The Shed Dog Whisperer

JeremyMooreWRK

Wildrose has always been at the forefront of outdoor activity for dogs and their handlers. Beginning with the Gentleman’s Gundog and moving forward with the Adventure Dog program. And now it’s on to the Next Big Thing: shed hunting or hunting for dropped antlers. Well, truth be told, Mike Stewart has been using his dogs for shed hunting for some time now. In fact, some of his early training videos introduce this activity. But with the popularity of television hunting shows, this form of hunting has gained widespread popularity.

jeremy_moore_training

In addition, the meteoric rise of the Shed Dog Whisperer, Jeremy Moore, introduced many dog owners to this fun post-deer-hunting-season activity. With his line of products, Moore has equipped handlers to train their dogs to hunt shed. Currently, he offers a soft Dog Bone Retrieving Antler and Dog Bone Antler Scent for dog handlers to use in his easy, three-step training method. Located in Pulaski, Wisconsin, just a stone’s throw from Green Bay, a sub basin of Lake Michigan, Moore has been plying his trade for over a decade.

Moore and Stewart have a mutually beneficial association. Moore uses Wildrose dogs exclusively and identifies them as such when he works with outfitters or when he gives his popular workshops and demonstrations. Stewart introduces Wildrose clients to shed hunting and sells Moore’s products through the Wildrose Trading Company. Moreover, annually Moore custom trains three or four Wildrose dogs for clients, according to the Wildrose Way. Both he and Stewart train dogs to hunt shed in a similar manner as teaching quartering in upland bird hunting, after the dog has been taught to retrieve the scented, soft antler dummy.

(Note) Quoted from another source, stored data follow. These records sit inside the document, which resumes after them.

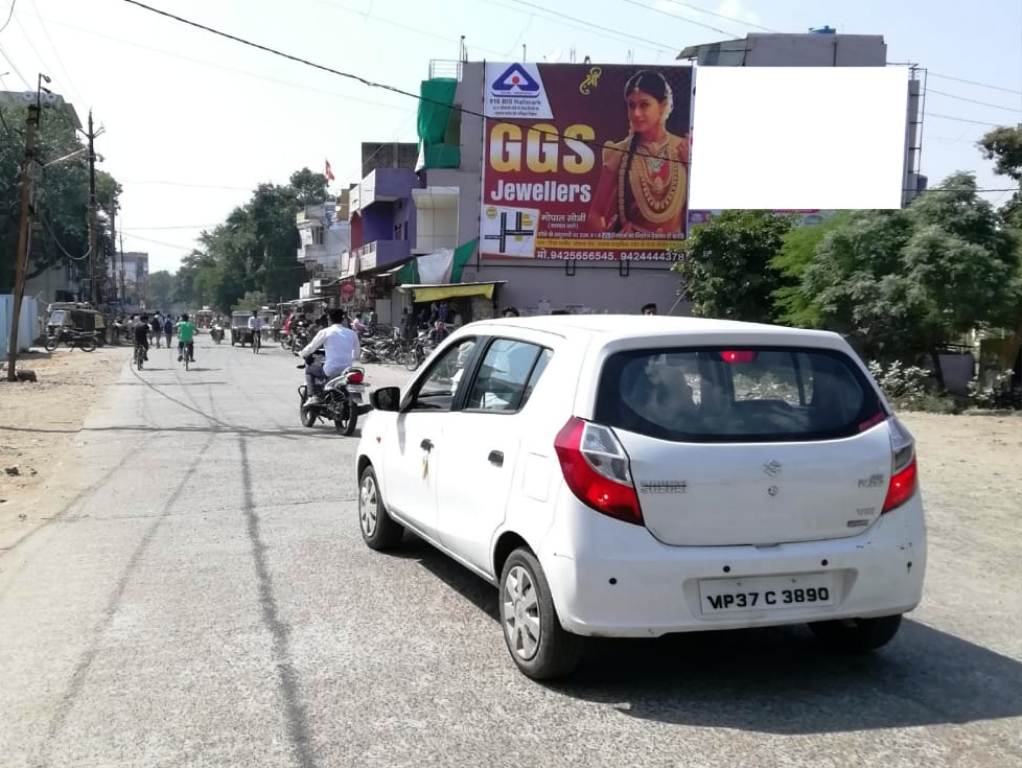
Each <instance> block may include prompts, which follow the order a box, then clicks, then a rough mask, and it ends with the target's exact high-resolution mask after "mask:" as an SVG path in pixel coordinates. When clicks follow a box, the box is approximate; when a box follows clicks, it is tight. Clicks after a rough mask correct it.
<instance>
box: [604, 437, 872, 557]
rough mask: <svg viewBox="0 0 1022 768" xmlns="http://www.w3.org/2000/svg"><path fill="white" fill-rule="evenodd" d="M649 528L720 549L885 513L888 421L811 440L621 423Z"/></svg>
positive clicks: (808, 537)
mask: <svg viewBox="0 0 1022 768" xmlns="http://www.w3.org/2000/svg"><path fill="white" fill-rule="evenodd" d="M614 432H615V434H616V435H617V437H618V439H619V440H620V442H621V444H622V445H623V446H624V449H625V451H626V452H628V454H629V457H630V459H631V465H632V478H633V480H634V482H635V485H636V490H637V491H638V493H639V503H640V506H641V507H642V513H643V517H644V519H645V523H646V527H647V528H648V529H649V531H650V533H652V534H653V536H655V537H656V538H657V539H659V540H660V541H662V542H663V543H665V544H672V545H677V546H699V545H704V546H713V545H740V544H778V543H784V542H794V541H819V540H824V539H839V538H845V537H848V536H855V535H857V534H861V533H862V532H863V531H865V530H866V529H867V528H869V527H870V526H871V525H872V524H873V523H874V522H875V521H876V519H877V517H879V516H880V513H881V509H882V508H883V503H884V498H885V497H886V493H887V484H888V481H889V479H890V470H891V448H890V438H889V436H888V433H887V424H886V423H881V424H879V425H877V426H875V427H873V428H872V430H869V431H868V432H864V433H862V434H860V435H855V436H853V437H849V438H842V439H838V440H824V441H812V442H784V443H782V442H778V443H677V442H671V441H666V440H659V439H656V438H650V437H646V436H643V435H639V434H636V433H630V432H626V431H624V430H620V428H615V430H614Z"/></svg>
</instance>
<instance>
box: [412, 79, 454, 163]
mask: <svg viewBox="0 0 1022 768" xmlns="http://www.w3.org/2000/svg"><path fill="white" fill-rule="evenodd" d="M457 90H458V81H457V80H455V79H454V78H433V79H432V80H424V81H422V84H421V86H420V87H419V95H420V96H421V97H422V98H421V100H420V101H419V111H418V121H417V128H418V133H419V140H420V141H421V142H422V156H423V162H424V163H425V167H426V168H458V167H459V166H460V165H461V146H460V143H461V112H459V111H457V110H455V109H454V108H453V106H454V99H455V93H456V92H457Z"/></svg>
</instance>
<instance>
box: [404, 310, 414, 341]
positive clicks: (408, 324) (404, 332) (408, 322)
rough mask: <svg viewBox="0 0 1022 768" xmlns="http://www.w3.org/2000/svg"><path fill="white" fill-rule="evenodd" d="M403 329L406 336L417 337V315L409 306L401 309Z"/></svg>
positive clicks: (410, 339)
mask: <svg viewBox="0 0 1022 768" xmlns="http://www.w3.org/2000/svg"><path fill="white" fill-rule="evenodd" d="M401 331H402V333H403V334H404V336H405V338H408V340H412V338H415V315H413V314H412V311H411V310H410V309H409V308H408V307H405V309H403V310H402V311H401Z"/></svg>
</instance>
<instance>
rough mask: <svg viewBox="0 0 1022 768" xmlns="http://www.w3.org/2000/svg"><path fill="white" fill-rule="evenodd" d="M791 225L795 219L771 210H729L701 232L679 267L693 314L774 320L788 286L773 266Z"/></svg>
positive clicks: (683, 288) (695, 232)
mask: <svg viewBox="0 0 1022 768" xmlns="http://www.w3.org/2000/svg"><path fill="white" fill-rule="evenodd" d="M791 226H792V222H791V220H790V219H789V218H787V217H781V216H777V215H775V214H773V213H771V212H769V211H725V212H724V213H723V214H722V215H721V216H718V217H716V218H714V219H712V220H711V221H709V222H708V223H706V224H704V225H702V226H700V227H698V228H696V230H695V231H694V232H693V234H692V236H691V237H690V238H689V239H688V240H687V241H686V243H685V252H684V255H683V258H682V260H681V261H680V262H679V263H678V264H677V265H676V266H675V270H676V271H677V272H678V273H679V274H680V275H681V277H682V289H683V290H684V292H685V296H686V297H687V298H688V299H689V301H691V302H692V311H693V313H694V314H696V315H700V316H703V317H719V318H727V319H731V320H748V321H753V322H770V321H771V320H772V318H773V315H774V293H775V291H777V290H778V288H780V287H781V286H782V279H781V275H780V273H779V272H778V271H777V270H775V269H774V268H772V267H771V262H772V260H773V259H774V258H776V257H777V256H778V254H779V253H780V251H781V246H782V245H783V242H784V236H785V234H786V233H787V232H788V231H789V229H791Z"/></svg>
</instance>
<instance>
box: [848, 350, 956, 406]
mask: <svg viewBox="0 0 1022 768" xmlns="http://www.w3.org/2000/svg"><path fill="white" fill-rule="evenodd" d="M867 367H868V368H869V369H870V375H872V376H873V377H874V378H875V379H876V381H877V383H878V385H880V389H881V390H883V391H884V394H885V395H886V396H887V399H888V400H889V401H890V402H891V404H892V405H893V406H894V407H895V408H896V409H898V410H904V411H927V412H929V413H958V412H959V411H960V410H962V406H961V405H960V404H959V403H958V402H957V401H956V400H955V399H954V398H950V397H947V396H946V395H940V394H938V393H936V392H935V386H934V381H933V378H932V376H931V375H930V372H929V371H928V370H926V369H925V368H920V367H919V366H918V365H904V364H903V363H901V361H899V360H895V361H894V362H892V363H890V364H888V365H887V366H886V367H885V366H884V365H883V363H880V362H879V361H877V360H871V361H870V362H869V364H868V365H867Z"/></svg>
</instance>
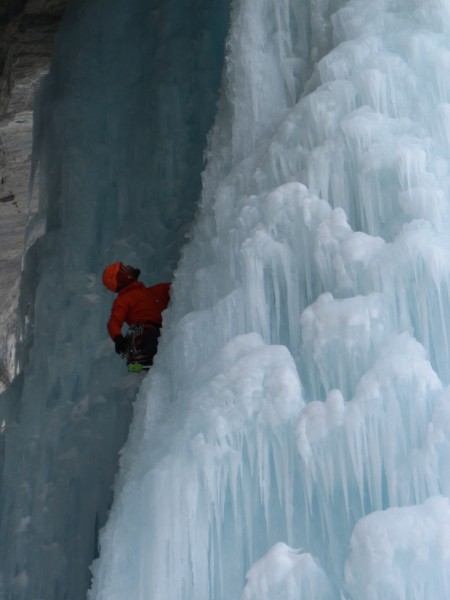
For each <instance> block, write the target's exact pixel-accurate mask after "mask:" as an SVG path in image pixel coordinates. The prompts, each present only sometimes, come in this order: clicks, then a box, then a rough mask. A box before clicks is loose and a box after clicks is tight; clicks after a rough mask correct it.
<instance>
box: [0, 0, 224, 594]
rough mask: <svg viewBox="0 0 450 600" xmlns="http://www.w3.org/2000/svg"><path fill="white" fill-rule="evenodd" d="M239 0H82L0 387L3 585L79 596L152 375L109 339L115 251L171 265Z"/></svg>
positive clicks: (164, 276)
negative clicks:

Moore expanded his dog training regimen to include a program of animal recovery, tracking fallen game that have left no obvious trail for the hunter to follow. Moore has just developed new products to enable dog handlers to train for animal tracking, as well. More sophisticated than shed hunting, animal recovery can involve a number of elements, including animal blood, hair, scent in the air, ground disturbance and impressions, and inter-digital gland scent. Moore reported that he and his dogs recovered over a dozen deer this year that would have been lost without the services of a trained tracking dog.

Wildrose has many professional associations with a variety of individuals and organizations. The one with Moore is win-win.